# First Trip



## Fire44 (Mar 6, 2005)

Well the Outback is loaded and hitched to the Suburban. We are leaving at 4 AM for our first true camping trip...First stop will be in SC and then on to FL.

I will post some photos after the first of April and to all the Mid Atlantic Outbackers': we are going to try and make it to the Rally on Friday or Saturday.









Again thanks to everybody that has answered my questions and helped us to get ready for this trip.









Talk to you all soon.
Gary


----------



## borntorv (Apr 13, 2004)

Gary,

Good luck on the trip. Hope it's a lot of fun. Let us all know how it turns out when you get back.


----------



## NDJollyMon (Aug 22, 2003)

Happy trippin'!


----------



## Fire44 (Mar 6, 2005)

Well we made it to NC on Sat nite and had to pack up in a driving rain storm. We had water to the bottom of the rims on the Suburban. About 30 miles down the road I remembered the lock and chock that I had used on the Outback....they work great...but in the rain I had forgetten to remove it...If any one sees it let me know!!!! Had one close call in the rain, ran into about 18" of standing water on I95 at about 45 mph...though I was going to have to stop for a change of pants.

FL has been great, spent 3 day in Universal Studios and had to leave when the lines got over the 100 minute mark. Moved on to New Smyrna Beach and when to the Cape Space Center today. Found a park that has free wireless internet and just had to post a update. Should be moving north in the morning...Daytona Beach for the day (they let you take campers on the beach, showers before we leave and steak sandwichs for lunch.

We are planning at stop at Bethpage on Fri or Sat nite if all goes well.

Gary


----------



## mswalt (Sep 14, 2004)

Gary,

I sure wish I was with y'all on that trip. Have a great time.









Keep us posted on your fun.

Mark


----------



## Not Yet (Dec 13, 2004)

Gary,

Sounds like things are going great. I am glad you have not had to call - becasue that would mean something went wrong.

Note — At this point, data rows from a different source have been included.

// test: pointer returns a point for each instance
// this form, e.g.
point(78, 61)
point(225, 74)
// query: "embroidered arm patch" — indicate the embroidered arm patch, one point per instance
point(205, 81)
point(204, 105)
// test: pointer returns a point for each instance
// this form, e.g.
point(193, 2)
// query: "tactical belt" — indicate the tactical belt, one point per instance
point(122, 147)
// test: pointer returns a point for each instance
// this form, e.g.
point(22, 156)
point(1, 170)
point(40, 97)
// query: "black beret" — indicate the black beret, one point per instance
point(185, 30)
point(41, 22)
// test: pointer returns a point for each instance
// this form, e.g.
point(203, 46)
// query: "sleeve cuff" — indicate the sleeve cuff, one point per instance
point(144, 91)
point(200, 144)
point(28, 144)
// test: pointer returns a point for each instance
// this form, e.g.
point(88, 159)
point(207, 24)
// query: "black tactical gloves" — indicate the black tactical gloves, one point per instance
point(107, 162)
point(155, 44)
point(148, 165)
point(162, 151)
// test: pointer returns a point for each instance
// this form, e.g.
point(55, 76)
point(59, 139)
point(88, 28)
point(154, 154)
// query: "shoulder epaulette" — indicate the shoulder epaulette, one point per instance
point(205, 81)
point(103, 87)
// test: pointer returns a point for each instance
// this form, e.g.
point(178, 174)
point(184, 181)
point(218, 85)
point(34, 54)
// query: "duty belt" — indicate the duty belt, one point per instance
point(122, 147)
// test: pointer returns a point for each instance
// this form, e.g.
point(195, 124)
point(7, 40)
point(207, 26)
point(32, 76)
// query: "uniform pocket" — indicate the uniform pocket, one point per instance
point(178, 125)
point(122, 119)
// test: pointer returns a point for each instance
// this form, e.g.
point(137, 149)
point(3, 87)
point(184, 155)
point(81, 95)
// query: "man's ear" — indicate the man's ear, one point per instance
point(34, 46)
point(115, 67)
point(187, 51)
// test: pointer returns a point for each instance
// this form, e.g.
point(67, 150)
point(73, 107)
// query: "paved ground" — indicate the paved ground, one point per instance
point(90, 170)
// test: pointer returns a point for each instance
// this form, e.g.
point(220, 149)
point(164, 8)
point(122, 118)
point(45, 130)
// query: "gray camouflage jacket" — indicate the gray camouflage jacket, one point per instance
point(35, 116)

. Enjoy the beach an the drive north. action

Jared


----------



## Thor (Apr 7, 2004)

Gary

It sound like the rain hasn't stopped your fun sunny

At least you do not see any white stuff. Just looking out my window and it is white stuff is falling...well at lest i is not staying on the ground yet.

Enjoy the rest of your trip









Thor


----------